Did Muhammad Exist? is essentially one big hoisting of Islam by its own petard. A religion that purports to be “revealed,” and perfect and unchanging from its inception, has a serious burden of proof; but as Spencer shows, Islam fails to supply that proof.
While the book goes into great detail about the literary and philological evidence for and against Muhammad’s existence, some readers may ask themselves, “But what about the archaeological evidence?” Unfortunately, Spencer does not address that side of the argument, primarily because there’s basically nothing to say: The Saudi government (as well as the Islamic Waqf controlling the Temple Mount in Jerusalem) has gone to great lengths to suppress or destroy any archaeological remains which might shed light on Islam’s earliest days. All the legendary sites associated with Muhammad in and around Mecca and Medina have been intentionally and irretrievably disturbed, eradicated and/or built over, so any rigorous archaeological investigations confirming or undermining Islam’s origins are now impossible. One suspects that the Saudis have obliterated Mecca’s history intentionally, fearful that impartial evidence may undermine Islam’s various historical claims. While this is not a significant omission, the book’s argument would have been slightly strengthened if this confirming detail had been discussed, if even for just a paragraph or two.
Did Muhammad Exist? is a popular book for a popular audience. Put another way: Spencer makes no claim to have uncovered original research. All he has done, yet done quite effectively, is marshall the findings of dozens of scholars from the last hundred years, including people like Günter Lüling, David Margoliouth, Patricia Crone, and most notably Christoph Luxenberg, the philologist whose recent work challenging the very linguistic basis of the Qur’an as an Arabic document has caused such a sensation that for his own safety he must work under a pseudonym. Spencer draws all these threads together to make a convincing case that, when one examines all the evidence these experts have uncovered and ponders all the theories which might explain that evidence, the currently dominant theory (that Muhammad existed) is the least likely to be true. Much more in line with the known facts is the theory that Islam slowly coalesced from earlier monotheistic Judeo-Christian beliefs, and that most of the historical details about the evolution — including and especially the existence of a prophet from Mecca — were later concocted to retroactively give a veneer of official sanctity to the new religion.

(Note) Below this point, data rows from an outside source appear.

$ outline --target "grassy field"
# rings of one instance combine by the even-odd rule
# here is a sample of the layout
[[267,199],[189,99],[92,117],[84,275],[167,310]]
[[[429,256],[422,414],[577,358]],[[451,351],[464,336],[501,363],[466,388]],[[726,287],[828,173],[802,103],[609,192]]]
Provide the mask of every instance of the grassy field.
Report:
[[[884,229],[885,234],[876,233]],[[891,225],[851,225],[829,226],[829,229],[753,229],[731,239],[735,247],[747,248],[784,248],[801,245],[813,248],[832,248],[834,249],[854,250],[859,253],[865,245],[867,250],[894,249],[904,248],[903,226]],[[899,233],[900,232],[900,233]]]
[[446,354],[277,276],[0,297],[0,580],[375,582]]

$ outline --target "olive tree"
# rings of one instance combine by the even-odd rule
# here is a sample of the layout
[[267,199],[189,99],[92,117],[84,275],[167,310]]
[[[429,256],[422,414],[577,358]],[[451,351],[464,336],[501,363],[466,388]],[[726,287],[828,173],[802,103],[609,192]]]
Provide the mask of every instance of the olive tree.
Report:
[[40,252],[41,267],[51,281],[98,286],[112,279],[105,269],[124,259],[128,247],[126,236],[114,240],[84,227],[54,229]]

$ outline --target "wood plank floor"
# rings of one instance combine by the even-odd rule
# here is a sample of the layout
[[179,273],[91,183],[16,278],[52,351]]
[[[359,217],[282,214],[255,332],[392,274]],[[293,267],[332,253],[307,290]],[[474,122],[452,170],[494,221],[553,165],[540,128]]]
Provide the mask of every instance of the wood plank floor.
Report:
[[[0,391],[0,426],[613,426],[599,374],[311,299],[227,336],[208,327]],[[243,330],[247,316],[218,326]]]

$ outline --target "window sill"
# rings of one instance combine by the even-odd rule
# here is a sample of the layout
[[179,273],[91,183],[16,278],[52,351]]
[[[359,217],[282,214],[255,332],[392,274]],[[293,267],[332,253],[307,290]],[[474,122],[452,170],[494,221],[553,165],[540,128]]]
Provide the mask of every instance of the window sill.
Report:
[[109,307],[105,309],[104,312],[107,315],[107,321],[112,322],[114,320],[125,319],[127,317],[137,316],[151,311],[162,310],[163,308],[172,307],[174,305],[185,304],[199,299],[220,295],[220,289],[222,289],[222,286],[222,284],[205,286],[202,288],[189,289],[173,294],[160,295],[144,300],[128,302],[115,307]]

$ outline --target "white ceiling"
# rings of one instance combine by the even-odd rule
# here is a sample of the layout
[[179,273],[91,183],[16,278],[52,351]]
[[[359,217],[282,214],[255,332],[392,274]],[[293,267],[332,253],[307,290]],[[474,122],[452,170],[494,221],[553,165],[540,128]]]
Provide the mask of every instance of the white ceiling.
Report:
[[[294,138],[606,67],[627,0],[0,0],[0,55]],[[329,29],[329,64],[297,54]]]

There is no controversy when scholars examine the historicity of Jesus. Biblical archaeologists work freely, with no danger to their persons or their careers. Even if some literalist Christians find the scholarly conclusions distressing, no death threats are issued. Christianity has survived all critiques of its origins, relying on the strength of its message and not the provability of historical details. One would hope that Islam reacts similarly.
I am going to have to get this book.